Wednesday, August 13, 2014: 9:50 AM
Regency Blrm D, Hyatt Regency Hotel
Julie Messier, Ecology and Evolutionary Biology, University of Arizona, Tucson, AZ
Brian J. McGill, School of Biology and Ecology / Mitchell Center for Sustainability Solutions/Mitchell Center for Sustainability Solutions, University of Maine, Orono, ME
Brian J. Enquist, Ecology and Evolutionary Biology, University of Arizona, Tucson, AZ
Martin J. Lechowicz, Department of Biology, McGill University, Montreal, QC, Canada
Background/Question/Methods

In a previous study, we found that two key leaf functional traits showed surprising patterns of trait variation across scales: they were both highly variable within species and similar within sites.  Since the two traits are known to be highly correlated and functionally associated, these results raise the question of whether all leaf traits show similar patterns of variation across scales.

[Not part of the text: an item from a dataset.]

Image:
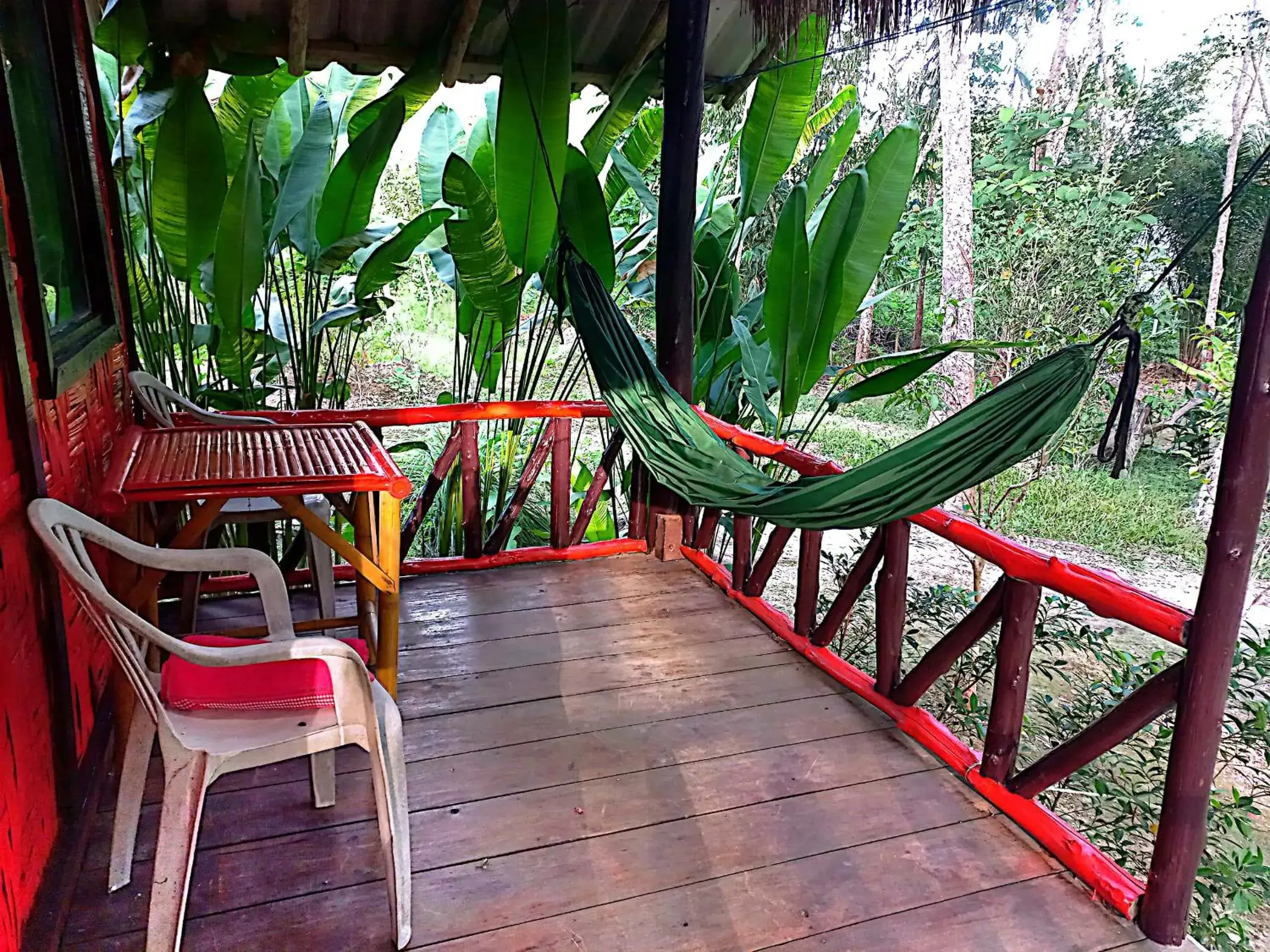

Here, we measure four new traits on the same dataset and quantify how the six leaf traits vary across six biological scales. Further, we assess whether the strength of correlation, or functional association, between two traits is predictive of their similarity in pattern of variation across scales. 

Results/Conclusions

We find two main differences among traits in their variance pattern across scales. First, traits differ in their degree of species-specificity, as shown by the relative importance of interspecific variance. Second, traits differ in the scale and type of response to environmental variation: they either show variation at large scales, consistent with a site-level filtering response to large-scale environmental gradients or variation within within trees, consistent with a plastic response to small-scale environmental gradients. The results suggest that leaf traits, even functionally associated ones, are affected by different drivers of variation. Further, we find that the strength of association between two traits is not predictive of their  similarity in patterns of variation across scale.